Deux ans plus tard, une collègue m’a contacté pour participer à une recherche INRP sur les supports et plus précisément, pour l’équipe de l’IUFM de Bordeaux IV, sur les cartes mentales. Donc je me suis retrouvé dans cette équipe plus par affinité que par goût pour les cartes et j’ai découvert un univers qui m’a intéressé.

Quels sont les avantages pédagogiques de ces outils ?
Ils sont nombreux et fonction encore du rôle qu’on va donner à la carte.

D’abord c’est un outil de recherche, parce qu’il permet de creuser, de développer par arborescence des idées, donc il permet d’aller dans l’approfondissement d’une question. C’est l’aspect heuristique.

Ensuite ils ont un aspect très intéressant qui va être utilisé dans la hiérarchisation, l’organisation des idées. On va pouvoir d’abord développer et en même temps reclasser, faire remonter des niveaux, changer des niveaux de hiérarchie, passer le 1 en A etc. De ce point de vue, ce sont des instruments qui permettent d’organiser la pensée.

Ensuite, il faut noter l’avantage de l’aspect graphique pour l’apprentissage. Les cartes cognitives sont donc un moyen d’apprentissage intéressant pour les élèves, qui permet de visualiser, de retenir. Le principe est d’agir sur les deux hémisphères, la sphère plutôt analytique et la sphère plus émotionnelle, sensuelle, de l’hémisphère droit du cerveau.

Dans quelles classes avez-vous expérimenté ces outils ?
Je les ai utilisés en classe de Seconde et de Première. En Première, dans le cadre de l’écriture du commentaire littéraire : dans une démarche à la fois heuristique, bien sûre, et conceptuelle, parce qu’on va réorganiser les idées dans l’intention de faire un plan. Je l’utilise en français, beaucoup moins en langues anciennes, à part dans l’exemple de Médée dont je parlais tout à l’heure, parce que je pense que le support ne s’y prête pas particulièrement tant qu’on est dans une démarche de traduction. Mais ils peuvent être bien sûr être utilisés dans une démarche de lecture analytique, en langues anciennes.

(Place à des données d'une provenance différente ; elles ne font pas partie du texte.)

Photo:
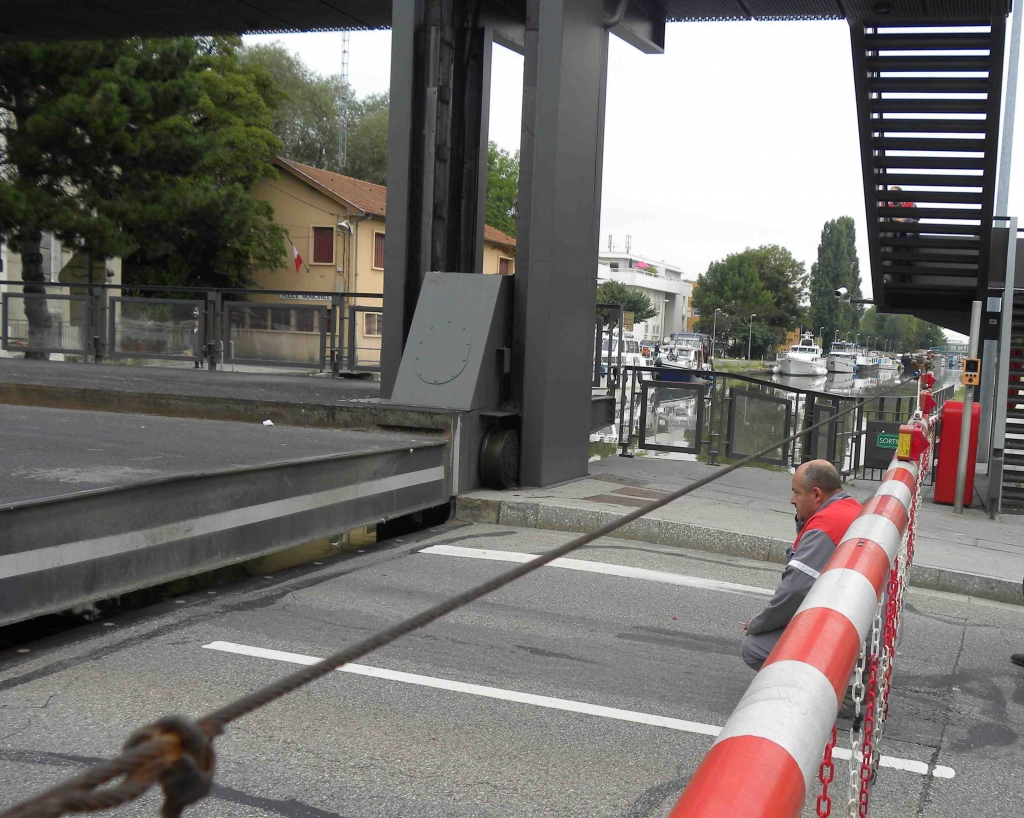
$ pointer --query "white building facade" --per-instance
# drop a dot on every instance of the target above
(666, 289)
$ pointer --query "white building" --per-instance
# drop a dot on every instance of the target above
(666, 288)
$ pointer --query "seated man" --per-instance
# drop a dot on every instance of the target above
(824, 512)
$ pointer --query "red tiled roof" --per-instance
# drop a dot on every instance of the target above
(369, 198)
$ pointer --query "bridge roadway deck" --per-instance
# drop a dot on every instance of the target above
(748, 514)
(94, 504)
(382, 745)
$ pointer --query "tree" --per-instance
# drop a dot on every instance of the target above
(766, 281)
(903, 333)
(503, 188)
(368, 139)
(837, 266)
(141, 148)
(307, 117)
(632, 300)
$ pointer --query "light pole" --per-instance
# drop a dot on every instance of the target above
(714, 329)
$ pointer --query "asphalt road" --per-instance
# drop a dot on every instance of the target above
(380, 744)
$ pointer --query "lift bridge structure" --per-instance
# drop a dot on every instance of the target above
(509, 360)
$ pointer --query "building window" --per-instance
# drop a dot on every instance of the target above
(281, 318)
(378, 251)
(323, 245)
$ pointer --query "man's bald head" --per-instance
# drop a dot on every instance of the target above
(820, 474)
(813, 483)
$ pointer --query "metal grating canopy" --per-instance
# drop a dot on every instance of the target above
(69, 19)
(72, 19)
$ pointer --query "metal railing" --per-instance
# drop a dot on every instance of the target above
(722, 417)
(337, 332)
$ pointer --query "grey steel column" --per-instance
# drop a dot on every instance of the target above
(402, 273)
(559, 212)
(965, 449)
(437, 140)
(1003, 379)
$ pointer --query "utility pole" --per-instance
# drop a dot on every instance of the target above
(343, 105)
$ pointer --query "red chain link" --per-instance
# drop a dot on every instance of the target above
(868, 750)
(826, 772)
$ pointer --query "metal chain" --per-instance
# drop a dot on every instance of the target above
(853, 787)
(826, 772)
(865, 744)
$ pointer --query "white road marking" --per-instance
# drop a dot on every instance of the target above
(600, 567)
(569, 705)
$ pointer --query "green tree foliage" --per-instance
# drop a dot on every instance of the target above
(503, 188)
(837, 266)
(139, 148)
(903, 333)
(308, 114)
(633, 300)
(766, 281)
(368, 139)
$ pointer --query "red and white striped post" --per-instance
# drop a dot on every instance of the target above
(765, 760)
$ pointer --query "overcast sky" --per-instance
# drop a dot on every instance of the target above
(740, 134)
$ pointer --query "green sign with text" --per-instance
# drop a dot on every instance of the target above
(888, 440)
(881, 443)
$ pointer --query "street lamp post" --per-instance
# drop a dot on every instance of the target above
(714, 330)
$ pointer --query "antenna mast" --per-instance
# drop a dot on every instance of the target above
(343, 105)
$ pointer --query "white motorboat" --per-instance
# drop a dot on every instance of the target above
(803, 359)
(686, 357)
(866, 361)
(842, 357)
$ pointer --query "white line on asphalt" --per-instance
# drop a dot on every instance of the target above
(569, 705)
(600, 567)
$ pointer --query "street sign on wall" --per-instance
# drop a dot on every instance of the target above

Avez-vous constaté des résultats qui pourraient être transposés à d’autres disciplines que les lettres ?
Sur l’organisation, ces outils peuvent être utiles pour tout ce qui est du domaine des sciences humaines, qu’il s’agisse de la dissertation de philo, l’organisation des idées, l’argumentation dans le cadre du paragraphe argumenté en histoire, la dissertation, en éco-droit, en Sciences économiques et sociales et ainsi de suite, pour toutes les disciplines qui ont une forte présence de l’écrit. et d’un écrit dont les attentes scolaires sont extrêmement normées. La possibilité d’agir sur la hiérarchie, sur des arborescences, conduit à organiser et à travailler sur l’argumentation, sur l’organisation de l’écrit.